Designing an Engaging Onboarding Experience: Best Practices

Onboarding is the first direct experience a new user has with an application. And first impressions are everything.

Designing an Engaging Onboarding Experience: Best Practices

This is the phase where users sign up, set preferences, and learn how to use your product. Their experience here will set the tone for their entire relationship with your company.

A good onboarding experience will make a user feel comfortable with your product and trusting of your brand. A bad experience could make them feel confused, bored, annoyed, or even upset about privacy concerns.

Fortunately, there is a lot that you can do to ensure that the onboarding process is a positive one. Read on to learn about our best practices for designing onboarding experiences that engage users with digital products.

Goals of Onboarding

Imagine you show up to your first day at your new job, and everything is a mess. None of your office equipment works properly, you have to spend hours filling out paperwork, and your boss only explains things that are irrelevant to your role.

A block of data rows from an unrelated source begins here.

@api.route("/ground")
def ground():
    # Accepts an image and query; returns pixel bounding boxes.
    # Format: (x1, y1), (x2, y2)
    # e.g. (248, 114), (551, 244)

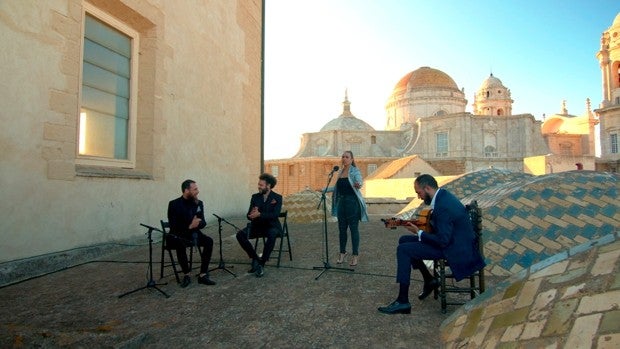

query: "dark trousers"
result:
(338, 195), (362, 256)
(396, 235), (445, 285)
(237, 224), (279, 264)
(174, 231), (213, 274)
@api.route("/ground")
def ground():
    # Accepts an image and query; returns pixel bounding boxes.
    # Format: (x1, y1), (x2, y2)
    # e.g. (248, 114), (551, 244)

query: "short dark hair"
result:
(415, 174), (439, 189)
(258, 173), (278, 189)
(344, 150), (357, 167)
(181, 179), (196, 192)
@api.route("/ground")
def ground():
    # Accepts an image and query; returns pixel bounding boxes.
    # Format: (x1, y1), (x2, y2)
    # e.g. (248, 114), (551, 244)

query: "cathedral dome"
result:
(479, 74), (506, 90)
(321, 115), (375, 132)
(321, 91), (375, 132)
(393, 67), (458, 93)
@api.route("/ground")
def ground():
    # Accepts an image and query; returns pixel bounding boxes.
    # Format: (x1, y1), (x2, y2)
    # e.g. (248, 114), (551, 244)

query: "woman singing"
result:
(332, 150), (368, 267)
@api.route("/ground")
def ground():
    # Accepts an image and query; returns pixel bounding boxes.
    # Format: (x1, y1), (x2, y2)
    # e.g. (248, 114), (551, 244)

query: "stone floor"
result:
(0, 219), (499, 348)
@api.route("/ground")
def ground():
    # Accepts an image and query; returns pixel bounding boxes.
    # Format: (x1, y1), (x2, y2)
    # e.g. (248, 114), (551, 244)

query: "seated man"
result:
(166, 179), (215, 287)
(237, 173), (282, 277)
(379, 174), (486, 314)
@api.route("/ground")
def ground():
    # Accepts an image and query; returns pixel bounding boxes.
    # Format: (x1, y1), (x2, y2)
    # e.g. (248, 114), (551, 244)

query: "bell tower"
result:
(472, 73), (514, 116)
(595, 13), (620, 172)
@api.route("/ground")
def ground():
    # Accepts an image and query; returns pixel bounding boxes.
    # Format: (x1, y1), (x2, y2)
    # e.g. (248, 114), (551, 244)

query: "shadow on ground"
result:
(0, 220), (494, 348)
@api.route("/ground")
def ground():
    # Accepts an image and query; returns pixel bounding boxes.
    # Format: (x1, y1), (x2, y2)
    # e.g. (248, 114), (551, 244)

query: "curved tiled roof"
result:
(440, 233), (620, 348)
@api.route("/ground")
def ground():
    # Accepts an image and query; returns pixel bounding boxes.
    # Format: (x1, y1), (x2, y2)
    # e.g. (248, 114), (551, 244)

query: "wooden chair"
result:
(433, 200), (485, 314)
(254, 211), (293, 268)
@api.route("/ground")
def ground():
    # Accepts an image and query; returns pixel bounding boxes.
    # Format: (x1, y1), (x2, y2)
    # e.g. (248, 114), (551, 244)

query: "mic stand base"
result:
(312, 262), (355, 280)
(209, 214), (237, 277)
(118, 280), (170, 298)
(209, 261), (237, 277)
(118, 223), (170, 298)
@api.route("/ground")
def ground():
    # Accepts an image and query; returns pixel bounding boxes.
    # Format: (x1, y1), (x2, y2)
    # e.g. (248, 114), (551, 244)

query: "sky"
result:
(264, 0), (620, 160)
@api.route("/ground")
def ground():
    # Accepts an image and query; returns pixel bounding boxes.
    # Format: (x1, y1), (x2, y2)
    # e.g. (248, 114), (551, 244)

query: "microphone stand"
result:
(118, 223), (170, 298)
(209, 213), (239, 277)
(313, 168), (355, 280)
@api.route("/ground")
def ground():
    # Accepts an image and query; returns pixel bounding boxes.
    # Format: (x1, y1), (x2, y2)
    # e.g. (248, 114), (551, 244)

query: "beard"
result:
(424, 194), (433, 206)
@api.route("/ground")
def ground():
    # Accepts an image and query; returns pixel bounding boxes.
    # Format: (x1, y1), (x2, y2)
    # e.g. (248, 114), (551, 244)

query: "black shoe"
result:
(248, 259), (259, 273)
(179, 275), (192, 288)
(254, 263), (265, 278)
(378, 301), (411, 314)
(418, 278), (439, 300)
(198, 274), (215, 286)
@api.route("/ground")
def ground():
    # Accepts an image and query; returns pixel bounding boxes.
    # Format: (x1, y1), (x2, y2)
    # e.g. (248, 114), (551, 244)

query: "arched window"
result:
(484, 145), (497, 158)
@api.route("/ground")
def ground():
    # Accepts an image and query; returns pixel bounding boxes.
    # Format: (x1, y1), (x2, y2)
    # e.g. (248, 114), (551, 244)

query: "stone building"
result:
(265, 67), (549, 194)
(595, 13), (620, 172)
(0, 0), (263, 262)
(265, 92), (402, 195)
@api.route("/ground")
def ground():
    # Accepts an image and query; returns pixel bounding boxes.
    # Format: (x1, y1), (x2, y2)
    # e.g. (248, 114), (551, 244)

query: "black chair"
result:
(433, 200), (485, 314)
(254, 211), (293, 268)
(159, 220), (195, 283)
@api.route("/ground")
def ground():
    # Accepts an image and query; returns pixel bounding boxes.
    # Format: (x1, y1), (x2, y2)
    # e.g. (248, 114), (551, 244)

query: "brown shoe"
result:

That's what a bad onboarding experience is like. It wastes time and leaves users feeling drained.

A good onboarding experience, on the other hand, is like an effortless transition to your new job. Everything works the way you expect it to, getting started is easy, and the instructions you get are clear and helpful.

Onboarding serves multiple purposes:

Setting up an account. A user's relationship with a company formally begins when they first make an account. This usually means supplying information like name, email, phone number, and more. It also may require passing security checks, like CAPTCHAs and email authentication.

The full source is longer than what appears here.